Das Amtsgericht hat durch Urteil vom 13. November 2000 gegen den Betroffenen wegen
einer fahrlässigen Ordnungswidrigkeit gemäß §§ 4 Abs. 1 Nr. 1 a, 1 Abs. 1 u. 3 ABBG eine
Geldbuße von 500,00 DM verhängt. Nach seinen Feststellungen hatte der Betroffene am
20. Dezember 1999 die Bundesautobahnen mit seinem zur Güterbeförderung bestimmten
Lastzug befahren, der ein zulässiges Gesamtgewicht von 39.700 kg hatte. Als er um 8.30
Uhr in D. kontrolliert wurde, konnte er eine gültige Gebührenbescheinigung nicht
vorweisen. In rechtlicher Hinsicht hat es ausgeführt, die Einlassung des Betroffenen, er
habe kurzfristig die Beförderung eiligen Terminguts übernommen und mangels Kenntnis
einer anderen Verkaufsstelle die Gebührenbescheinigung an der nächstgelegenen
Raststätte bzw. Tankstelle erwerben wollen, sei nicht geeignet, den Vorwurf der
Ordnungswidrigkeit zu entkräften. Es sei jedoch von einem Irrtum des Betroffenen
hinsichtlich der Notwendigkeit der Gebührenentrichtung vor dem Auffahren auf die
Autobahn und damit von einem fahrlässigen Verhalten auszugehen.

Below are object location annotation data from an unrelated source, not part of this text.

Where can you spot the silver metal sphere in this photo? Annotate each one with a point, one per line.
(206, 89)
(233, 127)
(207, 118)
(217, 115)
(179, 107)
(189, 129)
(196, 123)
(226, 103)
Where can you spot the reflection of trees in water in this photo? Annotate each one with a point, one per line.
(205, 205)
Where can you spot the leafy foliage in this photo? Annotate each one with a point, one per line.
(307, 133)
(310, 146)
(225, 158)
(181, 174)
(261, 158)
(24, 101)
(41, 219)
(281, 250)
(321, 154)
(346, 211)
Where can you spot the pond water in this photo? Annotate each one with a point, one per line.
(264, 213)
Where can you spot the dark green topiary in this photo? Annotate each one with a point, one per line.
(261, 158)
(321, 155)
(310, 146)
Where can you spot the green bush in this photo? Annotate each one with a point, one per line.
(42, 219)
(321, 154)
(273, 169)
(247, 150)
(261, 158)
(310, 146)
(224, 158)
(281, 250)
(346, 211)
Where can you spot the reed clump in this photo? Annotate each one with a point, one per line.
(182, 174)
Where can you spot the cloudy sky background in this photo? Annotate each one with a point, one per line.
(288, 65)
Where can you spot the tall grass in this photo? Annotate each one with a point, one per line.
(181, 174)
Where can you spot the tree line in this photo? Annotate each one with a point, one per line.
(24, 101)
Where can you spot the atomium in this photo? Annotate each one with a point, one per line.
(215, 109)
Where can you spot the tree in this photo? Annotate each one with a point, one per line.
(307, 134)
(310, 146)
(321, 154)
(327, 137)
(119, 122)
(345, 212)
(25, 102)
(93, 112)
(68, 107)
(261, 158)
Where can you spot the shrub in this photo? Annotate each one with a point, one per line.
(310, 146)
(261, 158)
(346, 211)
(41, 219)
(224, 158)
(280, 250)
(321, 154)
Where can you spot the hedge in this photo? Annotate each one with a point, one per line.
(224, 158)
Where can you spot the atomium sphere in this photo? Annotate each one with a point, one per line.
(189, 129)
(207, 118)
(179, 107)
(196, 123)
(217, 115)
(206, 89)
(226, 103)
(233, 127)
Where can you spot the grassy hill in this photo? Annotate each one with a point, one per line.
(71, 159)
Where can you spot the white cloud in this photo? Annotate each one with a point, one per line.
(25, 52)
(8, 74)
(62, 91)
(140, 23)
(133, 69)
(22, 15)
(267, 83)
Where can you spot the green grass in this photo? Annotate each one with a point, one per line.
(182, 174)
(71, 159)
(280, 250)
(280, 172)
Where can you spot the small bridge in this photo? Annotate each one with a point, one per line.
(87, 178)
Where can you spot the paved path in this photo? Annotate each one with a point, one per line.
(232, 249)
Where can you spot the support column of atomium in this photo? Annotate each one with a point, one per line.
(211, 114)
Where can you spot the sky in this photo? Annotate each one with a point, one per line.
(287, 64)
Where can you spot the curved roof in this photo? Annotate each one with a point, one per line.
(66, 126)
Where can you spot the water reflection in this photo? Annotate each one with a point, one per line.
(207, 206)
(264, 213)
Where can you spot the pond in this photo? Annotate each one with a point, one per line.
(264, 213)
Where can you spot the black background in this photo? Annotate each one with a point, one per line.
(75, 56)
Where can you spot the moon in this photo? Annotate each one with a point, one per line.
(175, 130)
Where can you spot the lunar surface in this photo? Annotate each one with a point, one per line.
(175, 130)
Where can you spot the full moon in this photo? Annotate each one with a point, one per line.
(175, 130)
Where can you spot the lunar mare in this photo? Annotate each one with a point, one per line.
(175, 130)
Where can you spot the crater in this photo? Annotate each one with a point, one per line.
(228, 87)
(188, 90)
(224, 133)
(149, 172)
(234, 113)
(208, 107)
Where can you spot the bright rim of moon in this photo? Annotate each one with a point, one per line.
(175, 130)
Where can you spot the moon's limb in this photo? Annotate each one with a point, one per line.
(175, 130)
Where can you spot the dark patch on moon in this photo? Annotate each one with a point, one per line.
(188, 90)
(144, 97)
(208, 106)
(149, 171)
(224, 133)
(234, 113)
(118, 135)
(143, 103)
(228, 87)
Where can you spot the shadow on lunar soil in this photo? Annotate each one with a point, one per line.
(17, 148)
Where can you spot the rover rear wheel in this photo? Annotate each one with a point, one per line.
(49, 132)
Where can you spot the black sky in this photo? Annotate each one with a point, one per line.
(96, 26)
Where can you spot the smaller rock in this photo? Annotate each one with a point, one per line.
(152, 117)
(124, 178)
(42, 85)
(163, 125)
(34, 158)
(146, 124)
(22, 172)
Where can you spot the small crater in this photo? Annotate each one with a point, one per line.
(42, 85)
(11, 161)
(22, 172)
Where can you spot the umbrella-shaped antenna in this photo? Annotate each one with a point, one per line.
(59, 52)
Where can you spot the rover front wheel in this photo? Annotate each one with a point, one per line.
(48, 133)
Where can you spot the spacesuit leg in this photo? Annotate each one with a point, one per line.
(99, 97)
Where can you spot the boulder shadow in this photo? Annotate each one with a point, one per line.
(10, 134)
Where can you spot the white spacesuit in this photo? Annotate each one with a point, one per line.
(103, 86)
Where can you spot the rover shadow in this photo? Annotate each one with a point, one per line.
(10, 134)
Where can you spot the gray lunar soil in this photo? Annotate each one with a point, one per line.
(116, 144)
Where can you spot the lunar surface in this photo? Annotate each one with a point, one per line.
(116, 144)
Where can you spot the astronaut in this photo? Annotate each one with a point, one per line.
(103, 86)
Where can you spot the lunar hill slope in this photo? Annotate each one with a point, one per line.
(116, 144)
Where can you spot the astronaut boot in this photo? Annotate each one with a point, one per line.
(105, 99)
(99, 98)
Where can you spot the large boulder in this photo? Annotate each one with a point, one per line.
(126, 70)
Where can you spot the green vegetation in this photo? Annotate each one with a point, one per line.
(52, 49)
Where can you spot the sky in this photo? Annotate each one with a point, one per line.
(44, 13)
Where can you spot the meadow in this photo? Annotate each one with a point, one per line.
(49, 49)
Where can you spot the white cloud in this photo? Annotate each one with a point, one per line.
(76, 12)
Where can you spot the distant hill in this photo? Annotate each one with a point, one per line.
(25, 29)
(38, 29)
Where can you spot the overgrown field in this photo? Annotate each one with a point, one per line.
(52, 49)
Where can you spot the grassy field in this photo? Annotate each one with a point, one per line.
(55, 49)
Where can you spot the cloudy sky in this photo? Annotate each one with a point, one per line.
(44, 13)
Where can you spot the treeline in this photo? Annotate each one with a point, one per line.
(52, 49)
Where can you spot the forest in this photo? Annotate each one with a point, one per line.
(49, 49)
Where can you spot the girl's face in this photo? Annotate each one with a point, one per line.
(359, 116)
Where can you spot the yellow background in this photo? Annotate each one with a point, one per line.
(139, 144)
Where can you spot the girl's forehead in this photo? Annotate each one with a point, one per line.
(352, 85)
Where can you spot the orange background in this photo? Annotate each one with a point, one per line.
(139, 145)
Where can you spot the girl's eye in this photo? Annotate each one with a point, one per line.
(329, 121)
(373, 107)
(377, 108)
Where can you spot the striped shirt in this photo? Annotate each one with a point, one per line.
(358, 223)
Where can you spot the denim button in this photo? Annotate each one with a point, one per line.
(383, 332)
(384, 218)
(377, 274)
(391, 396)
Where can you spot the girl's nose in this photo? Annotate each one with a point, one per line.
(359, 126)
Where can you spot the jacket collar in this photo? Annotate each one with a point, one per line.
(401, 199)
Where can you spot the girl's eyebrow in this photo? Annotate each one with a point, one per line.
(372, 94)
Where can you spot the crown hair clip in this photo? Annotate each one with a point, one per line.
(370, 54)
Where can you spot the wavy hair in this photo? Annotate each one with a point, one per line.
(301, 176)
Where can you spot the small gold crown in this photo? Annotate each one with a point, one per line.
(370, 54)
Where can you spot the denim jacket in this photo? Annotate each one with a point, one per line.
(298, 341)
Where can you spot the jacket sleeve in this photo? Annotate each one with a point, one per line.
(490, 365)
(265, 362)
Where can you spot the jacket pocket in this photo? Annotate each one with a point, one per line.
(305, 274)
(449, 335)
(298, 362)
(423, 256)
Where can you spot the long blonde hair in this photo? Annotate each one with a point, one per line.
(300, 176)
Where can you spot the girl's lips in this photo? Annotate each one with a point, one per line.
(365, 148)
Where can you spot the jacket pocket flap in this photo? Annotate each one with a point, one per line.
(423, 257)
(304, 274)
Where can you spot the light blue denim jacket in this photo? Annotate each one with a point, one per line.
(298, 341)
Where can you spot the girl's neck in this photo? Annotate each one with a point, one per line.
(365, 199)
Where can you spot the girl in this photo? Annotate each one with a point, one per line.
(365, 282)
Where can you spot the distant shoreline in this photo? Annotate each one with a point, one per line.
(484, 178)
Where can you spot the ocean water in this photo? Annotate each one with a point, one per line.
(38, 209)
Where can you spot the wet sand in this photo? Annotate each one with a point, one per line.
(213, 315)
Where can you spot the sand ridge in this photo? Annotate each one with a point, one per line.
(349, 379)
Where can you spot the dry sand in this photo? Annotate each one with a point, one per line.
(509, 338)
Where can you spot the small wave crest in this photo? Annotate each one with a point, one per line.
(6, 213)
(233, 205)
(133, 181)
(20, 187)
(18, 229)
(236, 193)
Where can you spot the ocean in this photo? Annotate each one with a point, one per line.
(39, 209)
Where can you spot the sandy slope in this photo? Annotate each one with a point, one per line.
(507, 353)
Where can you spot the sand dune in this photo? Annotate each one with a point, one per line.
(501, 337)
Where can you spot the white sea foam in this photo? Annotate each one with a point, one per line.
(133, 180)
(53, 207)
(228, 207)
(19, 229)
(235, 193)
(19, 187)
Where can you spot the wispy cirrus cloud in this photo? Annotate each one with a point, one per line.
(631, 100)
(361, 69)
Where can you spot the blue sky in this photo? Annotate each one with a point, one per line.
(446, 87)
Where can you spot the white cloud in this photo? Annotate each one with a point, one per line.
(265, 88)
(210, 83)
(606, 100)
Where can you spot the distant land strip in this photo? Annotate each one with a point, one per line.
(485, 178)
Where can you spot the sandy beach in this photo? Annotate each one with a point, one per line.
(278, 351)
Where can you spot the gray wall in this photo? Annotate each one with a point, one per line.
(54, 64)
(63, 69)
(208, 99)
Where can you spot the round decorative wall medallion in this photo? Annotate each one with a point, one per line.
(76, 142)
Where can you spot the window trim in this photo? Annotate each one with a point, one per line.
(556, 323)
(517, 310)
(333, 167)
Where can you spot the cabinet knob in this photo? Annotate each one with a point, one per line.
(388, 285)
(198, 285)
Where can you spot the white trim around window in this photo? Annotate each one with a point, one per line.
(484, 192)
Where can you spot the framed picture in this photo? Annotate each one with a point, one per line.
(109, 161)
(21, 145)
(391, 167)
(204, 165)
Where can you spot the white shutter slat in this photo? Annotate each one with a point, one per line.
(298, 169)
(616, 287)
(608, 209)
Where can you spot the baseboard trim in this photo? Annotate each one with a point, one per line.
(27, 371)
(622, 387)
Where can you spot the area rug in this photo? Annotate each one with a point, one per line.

Gegen dieses Urteil richtet sich die Rechtsbeschwerde des Betroffenen, mit der geltend
gemacht wird, wegen der Unzumutbarkeit des rechtmäßigen Alternativverhaltens fehle es
in Bezug auf den objektiv bestehenden Verstoß am Verschulden. Denn der Betroffene hätte
einen Umweg von ca. 20 km fahren müssen, um die Vignette anderweitig zu besorgen; dies
hätte "denknotwendig zur Folge gehabt, daß der ihm erteilte Auftrag nicht hätte ausgeführt
werden können, wobei die Gefahr bestand, daß der Kunde in Anbetracht der
Nichtdurchführung des Auftrags oder aber der Verspätung die Aufträge in Zukunft anders
vergibt".
II.
Die Rechtsbeschwerde ist gemäß §§ 300 StPO, 46 Abs. 1 OWiG als das allein statthafte
Rechtsmittel des Antrags auf Zulassung der Rechtsbeschwerde zu behandeln, da in dem
angefochtenen Urteil ausschließlich eine Geldbuße von nicht mehr als 500,00 DM
festgesetzt worden ist. Die Rechtsbeschwerde ist daher nicht nach § 79 Abs. 1 S. 1 OWiG
statthaft, sondern bedarf gemäß § 79 Abs. 1 S. 2 OWiG der Zulassung.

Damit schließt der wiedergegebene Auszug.